Market Commentary

CNBC Reveals Lawmakers’ Smart Banking Crisis Saves Using CT Data

Jahanzeb Salam
6 Feb 2024 · 2 minutes read

The financial world has been experiencing an uneasy state of turbulence and pressure as numerous industry players have fallen. On May 6, the NYT correspondent Kate Kelly joined the CNBC show “Last Call” to discuss the recent collapse of the banking sector and its probable causes. She also discussed at length how there were several politicians who made interesting trades around the same time.

The list of the fallen ones is not limited to just regional banks but comprises names of giants like SVB Financial (SIVB/SIVBQ:US), Signature Bank (SBNY:US), and First Republic Bank (FRC:US).

During the whistling of the stormy winds blown by the fall of banks, a plethora of investors took a hard hit and lost their fortunes. The ones who had keen foresight transferred their funds to safe investments. 

This phase was at its peak in March and just as people were starting to get acclimatized with the incident, the aftershocks took their toll. Two regional banks PacWest Bancorp (PACW:US) and Western Alliance (WAL:US) lost their stability on May 2. This impact was mainly due to the fall of FRC on May 1. 
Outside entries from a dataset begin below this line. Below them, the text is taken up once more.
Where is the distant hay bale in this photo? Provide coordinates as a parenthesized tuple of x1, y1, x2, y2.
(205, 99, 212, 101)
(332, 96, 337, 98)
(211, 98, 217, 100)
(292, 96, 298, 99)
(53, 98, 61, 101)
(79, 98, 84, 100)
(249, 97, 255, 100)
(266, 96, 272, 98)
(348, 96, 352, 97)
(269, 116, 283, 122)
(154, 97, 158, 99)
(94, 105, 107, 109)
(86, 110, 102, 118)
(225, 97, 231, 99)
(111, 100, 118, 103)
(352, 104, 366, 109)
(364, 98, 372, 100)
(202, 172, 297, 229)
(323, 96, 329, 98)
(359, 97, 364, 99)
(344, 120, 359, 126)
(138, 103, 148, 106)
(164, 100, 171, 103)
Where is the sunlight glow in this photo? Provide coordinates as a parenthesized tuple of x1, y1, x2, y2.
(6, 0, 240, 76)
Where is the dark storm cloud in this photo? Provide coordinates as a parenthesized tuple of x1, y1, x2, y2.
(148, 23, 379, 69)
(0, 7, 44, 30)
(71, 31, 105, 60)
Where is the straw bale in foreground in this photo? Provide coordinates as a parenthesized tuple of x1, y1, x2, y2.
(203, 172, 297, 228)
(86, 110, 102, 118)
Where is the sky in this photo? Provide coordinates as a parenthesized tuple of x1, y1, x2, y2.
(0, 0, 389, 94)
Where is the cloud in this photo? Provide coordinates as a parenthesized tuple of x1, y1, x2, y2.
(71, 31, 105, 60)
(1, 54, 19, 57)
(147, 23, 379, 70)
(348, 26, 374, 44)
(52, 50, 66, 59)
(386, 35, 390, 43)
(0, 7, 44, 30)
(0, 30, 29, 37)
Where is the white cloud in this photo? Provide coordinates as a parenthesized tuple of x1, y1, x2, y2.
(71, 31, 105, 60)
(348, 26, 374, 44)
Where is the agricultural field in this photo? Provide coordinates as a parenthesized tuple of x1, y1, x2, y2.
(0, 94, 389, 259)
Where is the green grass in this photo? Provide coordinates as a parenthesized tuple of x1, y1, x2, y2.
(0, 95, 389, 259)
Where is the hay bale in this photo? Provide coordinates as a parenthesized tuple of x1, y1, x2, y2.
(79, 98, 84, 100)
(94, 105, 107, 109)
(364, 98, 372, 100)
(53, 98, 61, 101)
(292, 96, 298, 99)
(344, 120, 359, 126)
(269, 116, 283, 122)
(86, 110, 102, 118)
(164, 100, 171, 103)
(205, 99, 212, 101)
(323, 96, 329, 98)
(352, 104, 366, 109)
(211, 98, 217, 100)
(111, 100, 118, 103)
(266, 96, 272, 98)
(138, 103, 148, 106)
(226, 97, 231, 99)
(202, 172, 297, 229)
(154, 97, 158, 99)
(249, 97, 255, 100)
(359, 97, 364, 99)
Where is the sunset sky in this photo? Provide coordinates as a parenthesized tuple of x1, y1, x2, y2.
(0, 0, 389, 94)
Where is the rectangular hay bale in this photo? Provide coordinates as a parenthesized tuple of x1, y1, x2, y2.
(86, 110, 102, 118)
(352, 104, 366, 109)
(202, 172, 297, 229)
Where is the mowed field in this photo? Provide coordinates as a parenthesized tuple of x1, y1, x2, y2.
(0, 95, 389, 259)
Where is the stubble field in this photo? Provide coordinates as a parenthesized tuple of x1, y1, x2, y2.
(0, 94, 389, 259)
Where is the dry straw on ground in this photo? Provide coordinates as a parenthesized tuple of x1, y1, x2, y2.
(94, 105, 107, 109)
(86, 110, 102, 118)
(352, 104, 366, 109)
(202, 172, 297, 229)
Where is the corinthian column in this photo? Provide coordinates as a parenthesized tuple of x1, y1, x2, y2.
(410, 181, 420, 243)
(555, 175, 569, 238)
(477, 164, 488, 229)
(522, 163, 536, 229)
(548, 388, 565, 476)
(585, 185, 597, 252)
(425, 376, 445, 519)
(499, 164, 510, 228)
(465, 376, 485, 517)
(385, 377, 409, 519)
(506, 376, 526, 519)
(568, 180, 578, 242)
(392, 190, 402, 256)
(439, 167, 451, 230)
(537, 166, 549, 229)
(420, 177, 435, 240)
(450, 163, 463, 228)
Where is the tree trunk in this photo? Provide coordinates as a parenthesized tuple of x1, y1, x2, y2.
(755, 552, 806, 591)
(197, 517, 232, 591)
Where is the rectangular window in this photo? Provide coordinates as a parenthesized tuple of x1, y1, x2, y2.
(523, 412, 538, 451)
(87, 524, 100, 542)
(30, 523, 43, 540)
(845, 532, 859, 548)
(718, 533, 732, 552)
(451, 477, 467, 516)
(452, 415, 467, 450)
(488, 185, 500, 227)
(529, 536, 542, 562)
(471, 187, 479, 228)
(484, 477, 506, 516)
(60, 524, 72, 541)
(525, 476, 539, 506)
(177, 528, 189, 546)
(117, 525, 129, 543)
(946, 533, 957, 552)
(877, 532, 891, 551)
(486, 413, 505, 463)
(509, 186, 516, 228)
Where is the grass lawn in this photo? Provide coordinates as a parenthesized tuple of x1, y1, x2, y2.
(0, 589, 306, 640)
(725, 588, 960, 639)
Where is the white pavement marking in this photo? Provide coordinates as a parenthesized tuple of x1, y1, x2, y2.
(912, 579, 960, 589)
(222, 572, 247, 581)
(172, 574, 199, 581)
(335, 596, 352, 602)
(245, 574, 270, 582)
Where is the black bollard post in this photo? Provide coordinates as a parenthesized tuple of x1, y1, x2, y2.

During this roller coaster of instability, two Congress members Rep. Daniel S. Goldman and Rep. Josh Gottheimer made some fascinating saves. 

Democratic Congressman from NY, Dan Goldman sold between $1,000 - $15,000 in PacWest on March 6 when the stock price closed at $27.4. The stock currently trades nearly 79% lower than its price since the time of sale at $5.76 apiece. On the same day, he also laid off shares of WAL in the range of $1,000 - $15,000, at $75.39 per share; WAL's closing price that day. The stock is down nearly 64% since its sale.

Similarly, his colleague representing NJ, Josh Gottheimer sold his holdings in SVB between $1,000 - $15,000 at the closing share value of $106.04 on March 9, just a day before the financial institution crumbled to the ground. The lawmaker potentially avoided 99% of his losses from this trade. 

The U.S. banking sector is undoubtedly witnessing its worst phase since the financial crisis of 2008. But the bail-out of Congressmen just days prior to the disaster does cause reason to raise eyebrows.